Firstly, the only thing grave is the death of Adam Kargus. He was the 29 year old inmate who was beaten to death in the institution.
Secondly, I’m not sure scapegoat is the proper term for those who placed Adam with a historically violent offender. I am also unsure if scapegoat should refer to individuals who failed to perform a count at shift change and likely at other times. Five minutes may have saved a life. Coffee and kibitzing.
Thirdly, the government has failed to address issues in corrections in general and specifically at EMDC but OPSEU can’t deny the failure of their members to address issues only they are responsible for.
OPSEU has long maintained that this murder “did not happen in isolation of conditions.” I have been an inmate at EMDC. I am only familiar with one unit but I suspect they are all similar. Each cell on the unit was within screaming distance of an area the guards could safely access. Other inmates have testified to the screams of Adam Kargus but it is argued by the union that design is the issue not negligence.
Adam Kargus died on October 31 and his bloodied body was dragged across a common area to the showers where he was discovered the next day. I have been in 5 different jails and in each one I was counted every half hour. Does design interfere with arithmetic? According to OPSEU president Warren “Smokescreen” Thomas it does.
OPSEU likes to argue that 2 officers were working in a situation that required 3. My only question here is if officers took union breaks and meals? Police and fire unions have bargained for breaks but they too would be fired if they used caffeine when we need courage.
The whole situation becomes even more tragic when we consider that we are talking about a minimum level of care. The officers and administrators weren’t required to get these individuals ready for a carnival, they were required to look through a window in a door or bend an ear to an open area. Even in jail the necessities of life are a societal standard. Many of these men and women are on remand and their cases are before the courts. Many people assume guilt but I have seen innocence and as a society we have agreed that convictions and sentencing is left to an impartial judiciary and jurists. One of the systemic issues with corrections is public perception and correctional officers with unhelpful attitudes. As we have seen with Adam Kargus they can become dangerous and we as a society are culpable.
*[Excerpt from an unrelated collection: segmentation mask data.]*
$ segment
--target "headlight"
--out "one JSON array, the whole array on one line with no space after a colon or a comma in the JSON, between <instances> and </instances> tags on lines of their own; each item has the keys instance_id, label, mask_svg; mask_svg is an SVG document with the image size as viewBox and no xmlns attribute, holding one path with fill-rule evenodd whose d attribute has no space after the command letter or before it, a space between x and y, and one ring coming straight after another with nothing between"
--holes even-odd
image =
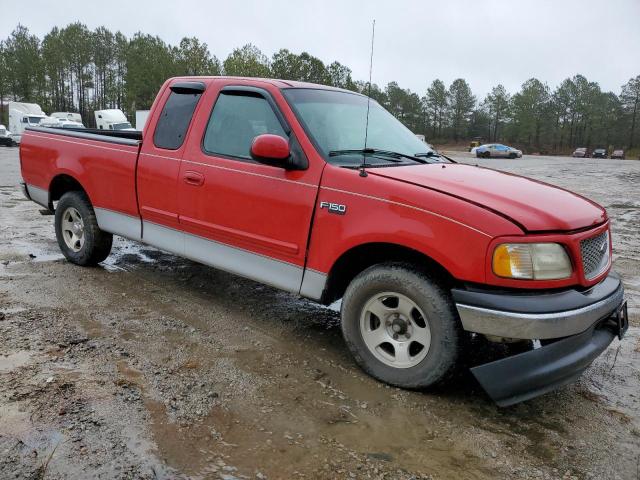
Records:
<instances>
[{"instance_id":1,"label":"headlight","mask_svg":"<svg viewBox=\"0 0 640 480\"><path fill-rule=\"evenodd\" d=\"M571 261L558 243L503 243L493 251L493 272L499 277L559 280L571 276Z\"/></svg>"}]
</instances>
I can agree with Warren “Smokescreen” Thomas in that the correctional system is broken. What “Smokescreen” Thomas seems unable or unwilling to see is that correctional officers and managers are part of the correctional system. We need more cameras, better designs, less overcrowding and more capable staff but people, presumptions and personalities are part of the problem.
According to Dan Sidsworth who has swallowed too much OPSEU Kool-aid as well “the very people who raised concerns are being fired.” Seriously? Several have in fact been charged with much more. These individuals are not whistleblowers in need of amnesty. They have been investigated and found to be the problem not the pointers out of problems.
In response to the firing and suspensions OPSEU has brought about another lock-down at the jail through work refusal and they are threatening to have it extend throughout the province. A union becomes dysfunctional when wrongdoers and their cronies issue grievances and work to rule in the face of true grief. I fear we have lost sight of Adam Kargus and his family.